Crawler
Component description
The MKSearch crawler component is responsible for identifying Web documents to be indexed and passing them to custom content handlers for indexing. The crawler is largely composed of the JSpider Web spidering engine configured with custom MKSearch plugins that pass documents to the indexing component.
Development plans
- Correct JSpider issues
- To date, a range of issues have been identified with the JSpider alpha 0.5 release that affect how links are identified in HTML documents and various other aspects of the tool's operation. The issues have been logged as JSpider bug reports and must be corrected or worked around. Access has been granted to the JSpider CVS repository to make the corrections upstream of MKSearch.
- Additional plugin types
-
The current MKSearch plugins are concerned with extracting metadata from HTML documents identified by the
text/html
content type. The system also needs to process RSS 1.0 documents and additional plugins will be required to handle theapplication/rss+xml
content type. Plugins for other content types may be feasible if time allows. - Store management plugins
- MKSearch currently uses a single-pass indexing scheme where a new repository is created for each crawl session. The metadata store ultimately needs to be managed dynamically, so that incremental indexing can take place while a repository is servicing public queries on the front end.
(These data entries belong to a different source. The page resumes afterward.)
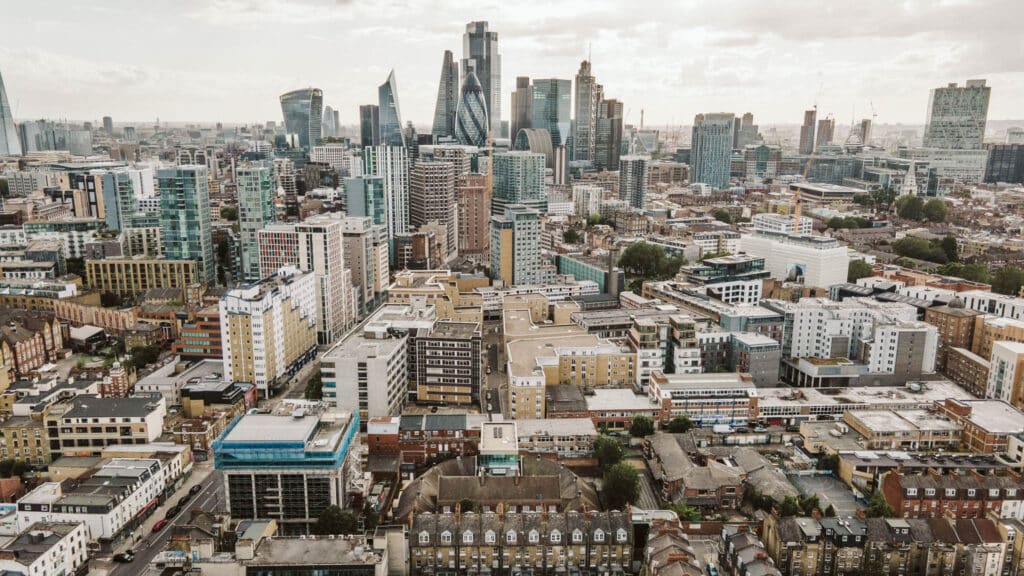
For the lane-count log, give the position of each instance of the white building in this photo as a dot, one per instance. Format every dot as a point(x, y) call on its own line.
point(815, 260)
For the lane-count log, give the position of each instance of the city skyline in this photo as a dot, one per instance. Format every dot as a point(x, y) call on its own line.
point(775, 62)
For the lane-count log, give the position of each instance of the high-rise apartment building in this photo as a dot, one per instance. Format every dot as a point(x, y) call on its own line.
point(256, 190)
point(807, 132)
point(711, 150)
point(431, 199)
point(473, 198)
point(390, 117)
point(315, 245)
point(268, 330)
point(184, 217)
point(553, 109)
point(515, 246)
point(303, 111)
point(588, 95)
point(518, 178)
point(448, 92)
point(370, 127)
point(480, 55)
point(522, 107)
point(471, 118)
point(10, 145)
point(634, 172)
point(956, 116)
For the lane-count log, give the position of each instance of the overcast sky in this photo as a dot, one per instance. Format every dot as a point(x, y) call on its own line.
point(229, 59)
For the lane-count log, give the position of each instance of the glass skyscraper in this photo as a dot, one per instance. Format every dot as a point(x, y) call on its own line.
point(480, 55)
point(390, 117)
point(448, 92)
point(184, 217)
point(303, 111)
point(711, 150)
point(471, 120)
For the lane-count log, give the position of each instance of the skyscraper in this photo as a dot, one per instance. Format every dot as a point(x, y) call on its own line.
point(711, 150)
point(589, 95)
point(431, 199)
point(518, 178)
point(479, 54)
point(807, 132)
point(9, 142)
point(552, 109)
point(471, 119)
point(370, 127)
point(184, 217)
point(448, 92)
point(256, 188)
point(303, 111)
point(390, 118)
point(633, 176)
point(522, 107)
point(956, 116)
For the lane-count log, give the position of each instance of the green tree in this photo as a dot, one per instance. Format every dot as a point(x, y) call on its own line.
point(935, 210)
point(681, 423)
point(336, 521)
point(607, 451)
point(879, 507)
point(641, 426)
point(857, 270)
point(622, 486)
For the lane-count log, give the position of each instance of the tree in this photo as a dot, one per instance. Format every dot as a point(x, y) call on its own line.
point(935, 210)
point(607, 451)
point(641, 426)
point(680, 424)
point(857, 270)
point(622, 486)
point(1008, 280)
point(336, 521)
point(879, 507)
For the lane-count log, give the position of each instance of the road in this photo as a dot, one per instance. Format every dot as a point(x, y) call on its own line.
point(210, 498)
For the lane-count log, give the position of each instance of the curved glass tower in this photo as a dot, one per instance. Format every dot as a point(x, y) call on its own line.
point(471, 119)
point(303, 111)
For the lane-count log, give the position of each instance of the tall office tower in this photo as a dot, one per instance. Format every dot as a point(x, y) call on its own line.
point(608, 144)
point(303, 111)
point(589, 95)
point(448, 93)
point(711, 150)
point(365, 197)
point(634, 172)
point(473, 198)
point(391, 164)
point(479, 54)
point(553, 109)
point(431, 199)
point(370, 127)
point(366, 256)
point(515, 246)
point(826, 131)
point(184, 217)
point(522, 107)
point(956, 116)
point(314, 245)
point(471, 119)
point(518, 178)
point(390, 117)
point(807, 132)
point(9, 142)
point(256, 189)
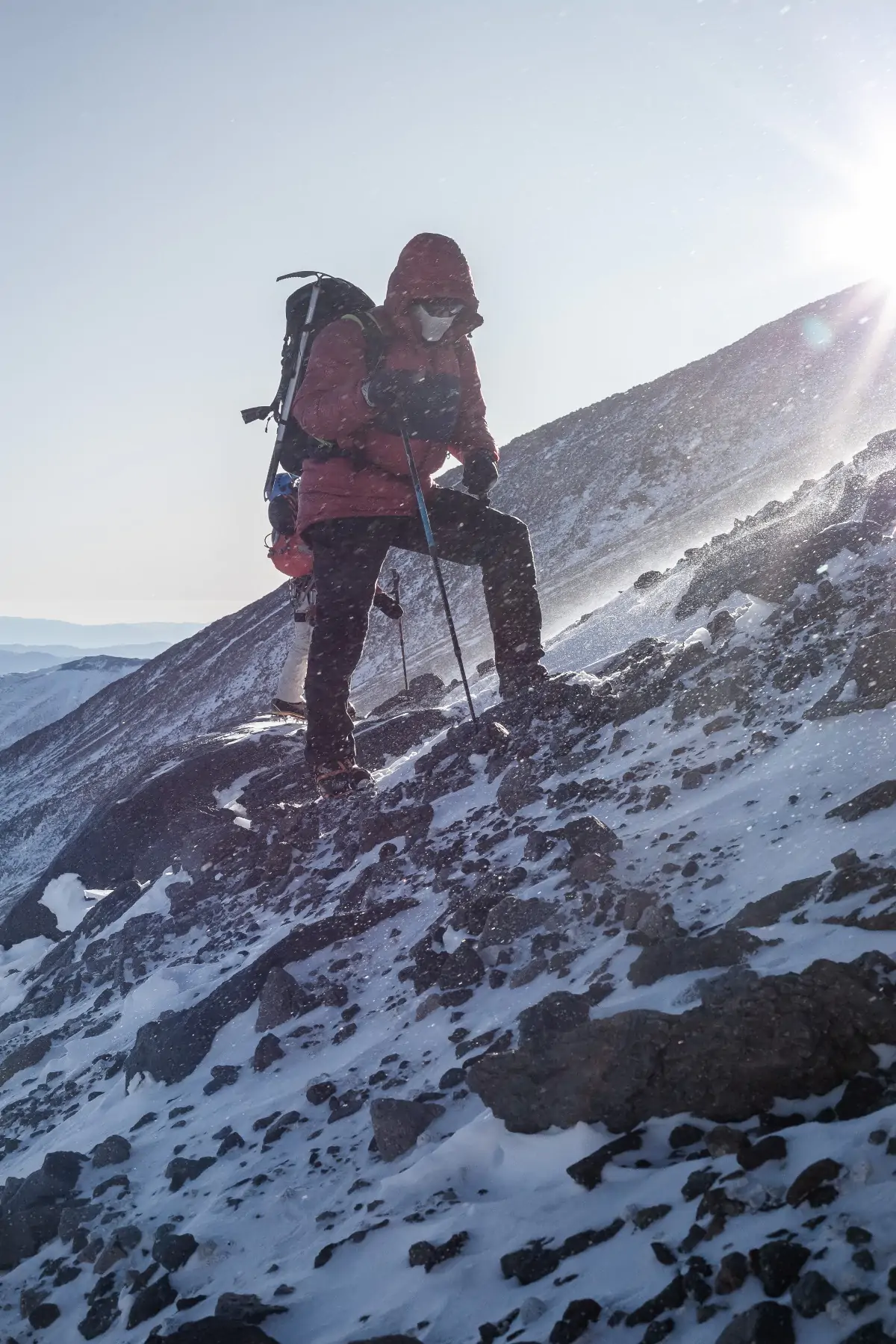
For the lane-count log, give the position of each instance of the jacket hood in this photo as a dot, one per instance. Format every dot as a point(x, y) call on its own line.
point(432, 267)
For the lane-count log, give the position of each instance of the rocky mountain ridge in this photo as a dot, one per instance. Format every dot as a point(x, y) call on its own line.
point(585, 1028)
point(609, 491)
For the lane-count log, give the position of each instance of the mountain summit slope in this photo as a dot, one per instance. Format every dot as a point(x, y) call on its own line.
point(585, 1026)
point(609, 491)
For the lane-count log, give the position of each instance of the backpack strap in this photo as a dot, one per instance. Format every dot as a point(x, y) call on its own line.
point(374, 337)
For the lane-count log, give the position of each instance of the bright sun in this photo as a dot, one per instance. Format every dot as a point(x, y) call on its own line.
point(860, 230)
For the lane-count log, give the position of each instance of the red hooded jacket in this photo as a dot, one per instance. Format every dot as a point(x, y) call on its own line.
point(331, 405)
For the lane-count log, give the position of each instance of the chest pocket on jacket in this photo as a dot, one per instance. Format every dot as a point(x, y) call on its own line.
point(432, 406)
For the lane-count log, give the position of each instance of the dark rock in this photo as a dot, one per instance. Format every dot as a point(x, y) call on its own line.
point(151, 1300)
point(871, 1334)
point(553, 1015)
point(812, 1293)
point(699, 1183)
point(172, 1249)
point(777, 1265)
point(872, 800)
point(112, 1151)
point(398, 1124)
point(43, 1316)
point(429, 1254)
point(685, 1136)
point(511, 918)
point(766, 1323)
point(862, 1095)
point(773, 1148)
point(26, 1057)
point(246, 1308)
point(768, 910)
point(751, 1041)
point(267, 1051)
point(588, 1171)
point(346, 1105)
point(588, 835)
point(461, 968)
point(213, 1330)
point(171, 1048)
point(664, 1254)
point(281, 998)
point(648, 579)
point(812, 1177)
point(671, 1297)
point(222, 1075)
point(679, 956)
point(519, 788)
point(180, 1169)
point(317, 1093)
point(576, 1319)
point(381, 826)
point(648, 1216)
point(732, 1273)
point(722, 1140)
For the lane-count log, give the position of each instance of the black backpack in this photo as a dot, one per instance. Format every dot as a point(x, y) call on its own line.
point(335, 299)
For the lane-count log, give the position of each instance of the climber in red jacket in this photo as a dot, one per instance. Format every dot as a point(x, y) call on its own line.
point(359, 500)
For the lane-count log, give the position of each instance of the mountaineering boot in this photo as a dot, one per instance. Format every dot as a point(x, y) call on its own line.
point(517, 680)
point(340, 779)
point(289, 709)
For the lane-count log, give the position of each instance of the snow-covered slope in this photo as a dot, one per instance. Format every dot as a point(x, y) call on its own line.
point(609, 491)
point(657, 909)
point(30, 700)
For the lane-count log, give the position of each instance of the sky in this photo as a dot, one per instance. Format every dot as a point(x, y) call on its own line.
point(635, 184)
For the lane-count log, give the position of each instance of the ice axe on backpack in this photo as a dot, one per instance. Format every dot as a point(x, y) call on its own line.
point(396, 594)
point(430, 546)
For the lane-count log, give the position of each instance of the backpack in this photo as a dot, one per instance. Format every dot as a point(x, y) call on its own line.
point(335, 299)
point(287, 551)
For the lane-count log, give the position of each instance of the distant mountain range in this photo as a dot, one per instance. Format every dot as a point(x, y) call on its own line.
point(608, 492)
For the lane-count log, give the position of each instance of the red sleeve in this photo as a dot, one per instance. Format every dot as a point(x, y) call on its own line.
point(329, 402)
point(472, 433)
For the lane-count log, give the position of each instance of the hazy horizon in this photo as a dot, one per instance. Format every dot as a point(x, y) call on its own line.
point(635, 188)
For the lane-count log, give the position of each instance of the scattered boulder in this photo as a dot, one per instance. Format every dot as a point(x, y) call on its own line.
point(519, 786)
point(777, 1265)
point(812, 1179)
point(281, 998)
point(871, 800)
point(398, 1124)
point(151, 1300)
point(246, 1308)
point(267, 1051)
point(751, 1041)
point(768, 910)
point(511, 918)
point(812, 1293)
point(677, 956)
point(172, 1249)
point(461, 968)
point(112, 1151)
point(579, 1315)
point(429, 1256)
point(553, 1015)
point(25, 1057)
point(766, 1323)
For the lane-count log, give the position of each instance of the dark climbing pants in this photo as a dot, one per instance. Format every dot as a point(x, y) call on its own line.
point(348, 557)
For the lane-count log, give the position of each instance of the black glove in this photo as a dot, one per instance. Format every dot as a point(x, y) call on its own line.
point(428, 403)
point(282, 512)
point(388, 605)
point(480, 475)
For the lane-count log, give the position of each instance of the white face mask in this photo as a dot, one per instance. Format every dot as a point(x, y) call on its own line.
point(433, 327)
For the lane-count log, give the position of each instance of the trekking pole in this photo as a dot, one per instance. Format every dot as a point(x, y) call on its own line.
point(287, 405)
point(430, 544)
point(396, 594)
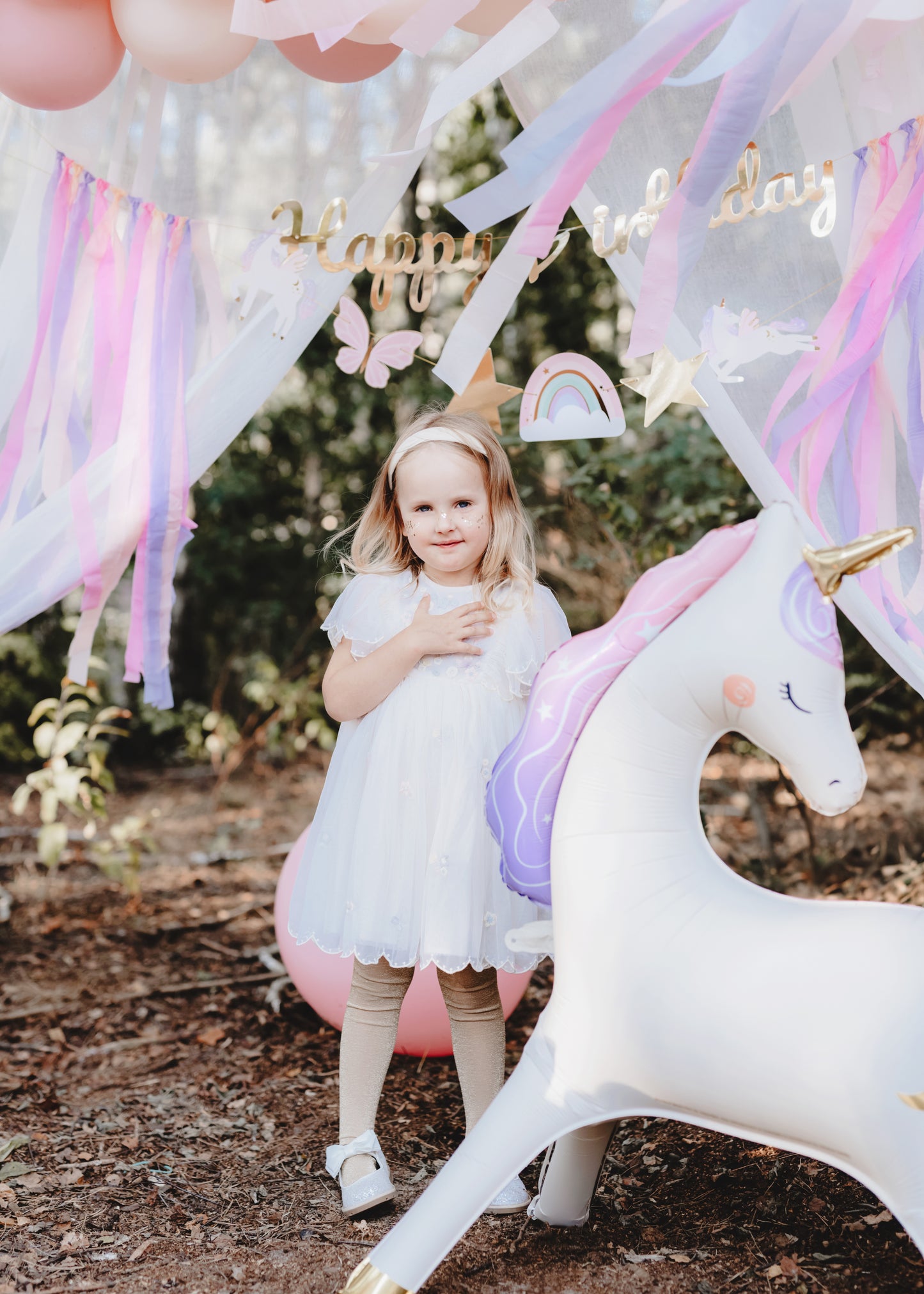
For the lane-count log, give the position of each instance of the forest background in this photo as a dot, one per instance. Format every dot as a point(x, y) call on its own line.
point(255, 585)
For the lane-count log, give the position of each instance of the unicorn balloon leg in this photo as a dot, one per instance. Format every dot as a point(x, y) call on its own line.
point(682, 990)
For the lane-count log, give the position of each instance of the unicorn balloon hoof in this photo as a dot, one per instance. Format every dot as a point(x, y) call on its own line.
point(671, 971)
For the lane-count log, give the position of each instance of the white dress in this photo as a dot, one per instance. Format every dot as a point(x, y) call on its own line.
point(399, 862)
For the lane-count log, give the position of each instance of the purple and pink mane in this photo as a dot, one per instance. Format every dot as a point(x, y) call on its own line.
point(527, 778)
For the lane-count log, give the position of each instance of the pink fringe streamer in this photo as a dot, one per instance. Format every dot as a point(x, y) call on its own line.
point(118, 287)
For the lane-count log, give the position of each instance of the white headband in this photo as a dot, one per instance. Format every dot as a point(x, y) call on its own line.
point(432, 434)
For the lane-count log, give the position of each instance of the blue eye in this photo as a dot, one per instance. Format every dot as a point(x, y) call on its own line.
point(786, 693)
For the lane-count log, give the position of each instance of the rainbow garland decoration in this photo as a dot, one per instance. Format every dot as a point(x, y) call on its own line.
point(843, 446)
point(112, 354)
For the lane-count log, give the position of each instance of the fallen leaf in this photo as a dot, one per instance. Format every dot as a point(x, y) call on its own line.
point(874, 1219)
point(73, 1240)
point(15, 1169)
point(7, 1148)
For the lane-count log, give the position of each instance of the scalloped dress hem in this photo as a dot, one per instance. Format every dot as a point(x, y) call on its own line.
point(482, 965)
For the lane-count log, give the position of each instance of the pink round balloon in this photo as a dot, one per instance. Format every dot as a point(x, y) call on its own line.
point(346, 61)
point(183, 40)
point(58, 53)
point(384, 22)
point(490, 16)
point(322, 979)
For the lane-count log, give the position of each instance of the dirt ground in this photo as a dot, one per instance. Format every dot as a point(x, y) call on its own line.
point(176, 1122)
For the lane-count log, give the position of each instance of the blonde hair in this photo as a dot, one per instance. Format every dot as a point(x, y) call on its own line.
point(379, 546)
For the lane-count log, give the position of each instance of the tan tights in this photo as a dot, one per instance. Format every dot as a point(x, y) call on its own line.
point(368, 1043)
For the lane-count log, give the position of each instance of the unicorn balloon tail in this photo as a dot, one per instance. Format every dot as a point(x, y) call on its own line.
point(646, 1018)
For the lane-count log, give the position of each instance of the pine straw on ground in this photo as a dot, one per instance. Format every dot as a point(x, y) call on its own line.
point(176, 1134)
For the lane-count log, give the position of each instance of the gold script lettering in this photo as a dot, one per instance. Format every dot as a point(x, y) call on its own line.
point(614, 233)
point(333, 219)
point(426, 267)
point(475, 264)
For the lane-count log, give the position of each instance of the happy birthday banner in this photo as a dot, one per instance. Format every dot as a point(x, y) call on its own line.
point(386, 255)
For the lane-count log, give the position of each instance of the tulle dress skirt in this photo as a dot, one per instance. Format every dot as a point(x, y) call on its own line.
point(399, 862)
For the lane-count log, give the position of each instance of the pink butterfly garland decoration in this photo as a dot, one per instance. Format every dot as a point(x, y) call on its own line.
point(372, 359)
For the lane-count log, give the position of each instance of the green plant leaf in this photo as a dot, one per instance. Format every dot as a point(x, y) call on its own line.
point(20, 799)
point(69, 738)
point(45, 707)
point(113, 712)
point(49, 805)
point(43, 739)
point(74, 707)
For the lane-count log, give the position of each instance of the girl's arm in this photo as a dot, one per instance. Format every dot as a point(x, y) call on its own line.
point(354, 688)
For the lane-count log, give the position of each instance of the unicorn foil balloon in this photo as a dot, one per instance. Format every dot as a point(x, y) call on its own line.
point(671, 971)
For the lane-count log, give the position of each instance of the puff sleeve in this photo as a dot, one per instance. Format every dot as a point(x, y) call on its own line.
point(369, 612)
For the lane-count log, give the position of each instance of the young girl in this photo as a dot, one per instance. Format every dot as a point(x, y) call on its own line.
point(437, 641)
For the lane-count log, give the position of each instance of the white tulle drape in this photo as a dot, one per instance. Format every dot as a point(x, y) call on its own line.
point(773, 265)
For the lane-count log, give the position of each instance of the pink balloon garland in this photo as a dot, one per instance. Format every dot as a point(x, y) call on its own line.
point(345, 63)
point(58, 53)
point(324, 979)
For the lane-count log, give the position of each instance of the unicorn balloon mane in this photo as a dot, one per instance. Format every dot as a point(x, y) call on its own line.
point(597, 808)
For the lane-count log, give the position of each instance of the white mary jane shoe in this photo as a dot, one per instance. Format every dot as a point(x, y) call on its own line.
point(513, 1199)
point(375, 1188)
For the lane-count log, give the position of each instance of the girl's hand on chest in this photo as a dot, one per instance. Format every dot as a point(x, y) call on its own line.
point(451, 633)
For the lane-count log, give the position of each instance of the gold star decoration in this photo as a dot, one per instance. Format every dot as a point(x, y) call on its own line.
point(670, 382)
point(484, 394)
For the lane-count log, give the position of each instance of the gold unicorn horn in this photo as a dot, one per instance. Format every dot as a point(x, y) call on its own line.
point(830, 566)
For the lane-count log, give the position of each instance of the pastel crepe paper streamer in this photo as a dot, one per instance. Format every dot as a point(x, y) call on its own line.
point(483, 316)
point(430, 24)
point(845, 427)
point(26, 425)
point(527, 778)
point(279, 20)
point(509, 47)
point(484, 206)
point(127, 299)
point(542, 146)
point(746, 97)
point(553, 157)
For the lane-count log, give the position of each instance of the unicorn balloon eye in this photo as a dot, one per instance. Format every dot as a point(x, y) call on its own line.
point(786, 693)
point(662, 951)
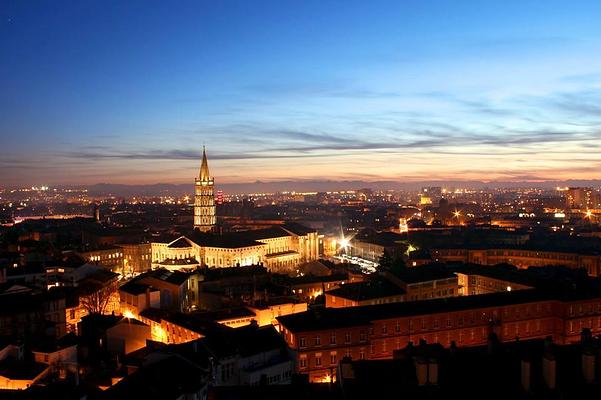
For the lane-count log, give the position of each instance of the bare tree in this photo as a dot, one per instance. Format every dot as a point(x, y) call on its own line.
point(95, 298)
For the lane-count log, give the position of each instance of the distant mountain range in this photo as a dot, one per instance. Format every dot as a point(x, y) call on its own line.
point(103, 189)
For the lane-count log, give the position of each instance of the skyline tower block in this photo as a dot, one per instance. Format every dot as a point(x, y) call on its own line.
point(204, 199)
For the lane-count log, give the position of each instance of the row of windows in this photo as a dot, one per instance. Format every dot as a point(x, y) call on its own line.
point(333, 339)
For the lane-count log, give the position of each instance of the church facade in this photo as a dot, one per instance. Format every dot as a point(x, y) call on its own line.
point(204, 198)
point(280, 248)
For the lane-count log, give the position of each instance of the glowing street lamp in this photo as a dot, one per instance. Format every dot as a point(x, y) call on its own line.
point(345, 243)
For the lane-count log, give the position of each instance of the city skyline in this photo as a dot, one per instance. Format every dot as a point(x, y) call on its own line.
point(128, 93)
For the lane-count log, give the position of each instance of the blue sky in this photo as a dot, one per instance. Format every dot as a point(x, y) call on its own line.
point(128, 91)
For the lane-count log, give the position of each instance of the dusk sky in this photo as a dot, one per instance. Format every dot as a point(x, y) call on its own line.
point(128, 91)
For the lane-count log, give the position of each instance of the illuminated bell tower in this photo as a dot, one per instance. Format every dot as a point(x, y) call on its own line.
point(204, 200)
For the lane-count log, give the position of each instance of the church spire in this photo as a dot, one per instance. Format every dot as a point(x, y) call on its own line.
point(204, 166)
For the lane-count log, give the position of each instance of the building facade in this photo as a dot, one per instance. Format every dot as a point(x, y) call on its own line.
point(521, 258)
point(374, 332)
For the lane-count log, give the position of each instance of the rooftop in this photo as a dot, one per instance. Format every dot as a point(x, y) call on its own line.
point(377, 287)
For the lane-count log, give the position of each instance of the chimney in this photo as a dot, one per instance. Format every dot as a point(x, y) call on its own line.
point(492, 343)
point(588, 366)
point(453, 348)
point(433, 372)
point(588, 356)
point(549, 364)
point(525, 374)
point(421, 371)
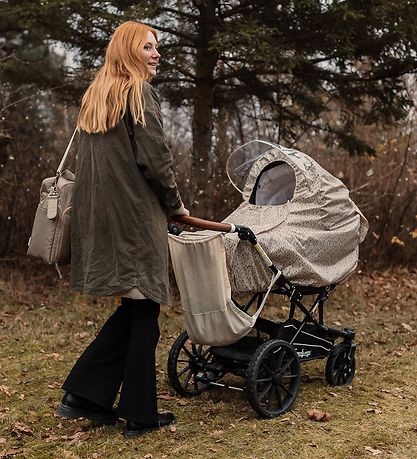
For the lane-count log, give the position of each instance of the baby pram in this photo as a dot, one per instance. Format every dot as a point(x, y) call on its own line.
point(296, 234)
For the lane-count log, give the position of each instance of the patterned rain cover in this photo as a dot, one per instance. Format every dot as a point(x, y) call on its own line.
point(313, 237)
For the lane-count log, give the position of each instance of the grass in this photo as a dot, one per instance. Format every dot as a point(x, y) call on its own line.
point(44, 329)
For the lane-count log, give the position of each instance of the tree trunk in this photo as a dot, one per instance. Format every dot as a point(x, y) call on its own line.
point(202, 122)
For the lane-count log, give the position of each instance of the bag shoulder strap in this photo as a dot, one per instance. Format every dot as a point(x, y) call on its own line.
point(64, 158)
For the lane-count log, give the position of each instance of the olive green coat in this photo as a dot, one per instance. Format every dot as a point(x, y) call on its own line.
point(124, 186)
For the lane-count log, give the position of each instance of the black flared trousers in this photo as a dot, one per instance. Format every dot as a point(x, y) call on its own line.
point(122, 354)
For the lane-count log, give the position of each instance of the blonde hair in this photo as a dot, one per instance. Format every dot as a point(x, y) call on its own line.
point(120, 78)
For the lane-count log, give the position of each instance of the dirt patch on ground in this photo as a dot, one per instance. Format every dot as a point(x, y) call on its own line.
point(44, 326)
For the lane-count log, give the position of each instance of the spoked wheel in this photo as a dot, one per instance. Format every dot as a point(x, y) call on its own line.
point(273, 378)
point(341, 364)
point(186, 362)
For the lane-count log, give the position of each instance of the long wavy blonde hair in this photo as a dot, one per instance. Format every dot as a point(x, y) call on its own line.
point(120, 78)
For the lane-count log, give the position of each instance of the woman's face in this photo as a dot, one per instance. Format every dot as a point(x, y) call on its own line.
point(150, 54)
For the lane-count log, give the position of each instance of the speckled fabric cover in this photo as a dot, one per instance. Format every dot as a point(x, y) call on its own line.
point(314, 238)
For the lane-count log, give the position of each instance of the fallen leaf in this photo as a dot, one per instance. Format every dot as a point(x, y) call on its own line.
point(318, 415)
point(166, 397)
point(373, 410)
point(216, 433)
point(11, 452)
point(79, 436)
point(374, 452)
point(18, 429)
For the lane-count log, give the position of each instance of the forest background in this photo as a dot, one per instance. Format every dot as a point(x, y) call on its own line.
point(335, 79)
For instance, indexed documents that are subsequently removed from the origin server must also be removed from the MKSearch repository. This will require plugins that handle HTTP 404, not found, and other error types.
- Alternative configuration schemes
- JSpider currently uses static factory-based configuration loaders with Java property files, which work fine, but cause some difficulties in unit testing. This is not a critical issue, but an alternative form of configuration may be devised.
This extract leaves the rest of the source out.